Thomas Robert Wolforth
My ancestors were mobile. Arriving in the Western Hemisphere from Germany and the British Isles, they continued to move throughout eastern North America. I grew up on the edge of large and small towns in the Rust Belt during the decline of the once-dominant auto and iron industries in the region. I attended several institutions of higher learning, and finally got degrees in Anthropology at Indiana University (1982) and the University of Wisconsin-Milwaukee (1987).
I worked as an archaeologist in the Midwest until one day I received a job offer in Hawaiʻi that I could not refuse. With my spouse and daughter I packed up and moved to Hilo in 1995. The more I read about Hawaiian history, the more I realized that archaeologists like myself were not identifying any battlefields during our work. And upon further discussion on the matter, I realized that we did not know what to look for, or how to see them even if we were standing right in the middle of one. This is a common problem with battlefields from around the world and over the centuries; a place of intense and violent engagement years ago only looks like a field today.
I set out to identify those things that would occur before, during, and after a battle that might leave clues behind that something happened there long ago. I presented those ideas at several professional conferences, and published the results in this volume:
Wolforth, Thomas R.
2005 Searching for Archaeological Manifestations of Hawaiian Battles on the Island of Hawaiʻi.

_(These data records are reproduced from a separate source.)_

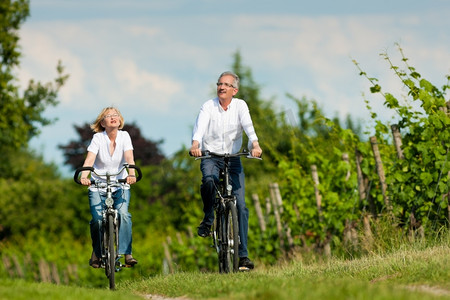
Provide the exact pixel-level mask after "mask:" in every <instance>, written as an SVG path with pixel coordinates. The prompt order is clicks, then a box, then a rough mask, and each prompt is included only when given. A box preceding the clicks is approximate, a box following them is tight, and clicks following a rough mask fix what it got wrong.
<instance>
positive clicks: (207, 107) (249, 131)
mask: <svg viewBox="0 0 450 300" xmlns="http://www.w3.org/2000/svg"><path fill="white" fill-rule="evenodd" d="M242 131H245V134H247V137H248V139H249V149H248V150H250V146H251V143H253V142H254V141H257V140H258V137H257V136H256V132H255V129H254V127H253V122H252V118H251V117H250V112H249V109H248V106H247V103H246V102H245V101H244V100H241V99H238V98H233V99H232V100H231V103H230V105H228V108H227V110H224V109H223V108H222V107H221V106H220V103H219V99H218V98H217V97H216V98H214V99H210V100H208V101H206V102H205V103H204V104H203V105H202V107H201V109H200V113H199V114H198V116H197V120H196V121H195V125H194V130H193V133H192V140H196V141H198V142H199V143H200V148H201V149H202V150H209V151H211V152H216V153H229V154H234V153H238V152H239V151H240V149H241V147H242Z"/></svg>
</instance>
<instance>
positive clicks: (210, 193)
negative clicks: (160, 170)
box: [200, 157, 249, 257]
mask: <svg viewBox="0 0 450 300" xmlns="http://www.w3.org/2000/svg"><path fill="white" fill-rule="evenodd" d="M229 164H230V168H229V171H230V179H231V185H232V186H233V195H235V196H236V199H237V203H236V206H237V211H238V221H239V237H240V242H241V243H240V244H239V257H247V256H248V251H247V238H248V215H249V213H248V208H247V207H246V206H245V186H244V178H245V175H244V169H243V167H242V164H241V159H240V158H239V157H233V158H231V159H230V163H229ZM223 165H224V162H223V159H220V158H216V157H213V158H208V159H202V162H201V163H200V170H201V171H202V175H203V178H202V186H201V189H200V190H201V195H202V200H203V212H204V213H205V217H204V218H203V221H202V223H204V224H208V225H211V224H212V223H213V222H214V199H215V194H216V188H215V185H217V184H218V183H219V174H220V170H221V169H222V168H223Z"/></svg>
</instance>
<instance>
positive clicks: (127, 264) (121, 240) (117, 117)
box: [80, 107, 137, 268]
mask: <svg viewBox="0 0 450 300" xmlns="http://www.w3.org/2000/svg"><path fill="white" fill-rule="evenodd" d="M123 126H124V119H123V117H122V114H121V113H120V111H119V110H118V109H117V108H115V107H106V108H104V109H103V110H102V111H101V112H100V114H99V115H98V116H97V119H96V120H95V122H94V123H93V124H92V125H91V128H92V130H93V131H94V132H96V133H95V134H94V136H93V138H92V140H91V143H90V145H89V146H88V148H87V156H86V159H85V161H84V164H83V167H93V168H94V169H95V171H96V172H97V173H100V174H104V173H106V172H109V173H117V172H118V171H119V169H120V168H121V167H122V166H123V164H124V163H128V164H130V165H134V155H133V145H132V142H131V138H130V135H129V134H128V132H126V131H122V130H120V129H122V128H123ZM129 172H130V174H128V173H127V171H126V170H124V171H123V172H122V173H121V174H119V175H118V176H117V177H116V178H117V179H124V178H126V181H127V184H125V185H124V187H123V188H115V190H114V191H113V199H114V207H115V208H116V209H117V210H118V212H119V219H120V223H119V224H120V228H119V250H118V254H124V255H125V264H126V265H130V266H134V265H135V264H137V260H136V259H135V258H133V256H132V254H131V250H132V246H131V244H132V236H131V231H132V230H131V227H132V223H131V214H130V213H129V212H128V206H129V204H130V184H134V183H136V176H135V173H134V172H135V171H134V169H129ZM88 175H89V171H83V173H82V174H81V178H80V182H81V183H82V184H83V185H86V186H89V190H88V197H89V206H90V210H91V214H92V220H91V221H90V228H91V239H92V248H93V249H92V250H93V251H92V255H91V259H90V260H89V265H90V266H92V267H93V268H99V267H100V260H99V258H100V257H101V250H100V240H101V225H102V209H103V205H104V201H105V198H106V194H105V190H104V189H102V188H97V187H96V186H94V185H91V179H89V178H88ZM91 177H92V178H94V179H96V180H99V179H100V178H97V177H96V176H95V174H91Z"/></svg>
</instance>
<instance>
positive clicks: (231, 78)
mask: <svg viewBox="0 0 450 300" xmlns="http://www.w3.org/2000/svg"><path fill="white" fill-rule="evenodd" d="M233 81H234V77H233V76H231V75H225V76H222V77H220V79H219V81H218V82H217V97H219V99H220V100H231V98H233V96H234V95H236V94H237V92H238V89H237V88H235V87H233Z"/></svg>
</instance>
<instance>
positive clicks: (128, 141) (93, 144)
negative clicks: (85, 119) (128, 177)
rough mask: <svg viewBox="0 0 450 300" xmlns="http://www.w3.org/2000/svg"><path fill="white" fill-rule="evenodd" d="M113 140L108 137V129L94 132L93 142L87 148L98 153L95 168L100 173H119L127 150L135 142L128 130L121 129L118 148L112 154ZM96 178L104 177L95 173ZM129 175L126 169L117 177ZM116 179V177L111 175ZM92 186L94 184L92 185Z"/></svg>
mask: <svg viewBox="0 0 450 300" xmlns="http://www.w3.org/2000/svg"><path fill="white" fill-rule="evenodd" d="M110 143H111V141H110V139H109V137H108V134H107V133H106V131H103V132H99V133H96V134H94V136H93V137H92V140H91V143H90V145H89V147H88V148H87V151H89V152H92V153H94V154H96V158H95V162H94V166H93V167H94V169H95V171H96V172H97V173H99V174H105V173H106V172H108V173H117V172H118V171H119V169H120V168H122V166H123V164H124V163H125V162H126V161H125V155H124V153H125V151H128V150H133V144H132V143H131V138H130V135H129V134H128V132H126V131H122V130H119V131H118V132H117V137H116V148H115V150H114V153H113V154H112V155H111V154H110V153H109V145H110ZM91 176H92V178H94V179H101V180H102V179H104V178H99V177H98V176H96V175H95V174H93V173H92V174H91ZM127 176H128V173H127V171H126V170H124V171H123V172H122V173H120V174H119V175H118V176H117V177H116V179H124V178H126V177H127ZM111 178H112V179H114V177H111ZM91 187H92V186H91Z"/></svg>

In The Reñaca Papers of the VI International Conference on Rapa Nui and the Pacific, edited by C.M. Stevenson, J.M. Ramírez, F.J. Morin, and N. Barbacci, pp. 161-179. The Easter Island Foundation and the University of Valparaíso, Chile.
I also had the great pleasure of presenting information on Hawaiian battles at “lectures” to the public in several locations around the island. I hesitate to call them lectures, because in every instance they involved a lot of dialogue with folks in attendance. And every time I came away with new knowledge and new friends.
This website and the poster-narrative on the battles on the island of Hawaii is part of my effort to participate in the continuing dialogue on Hawaiian warfare.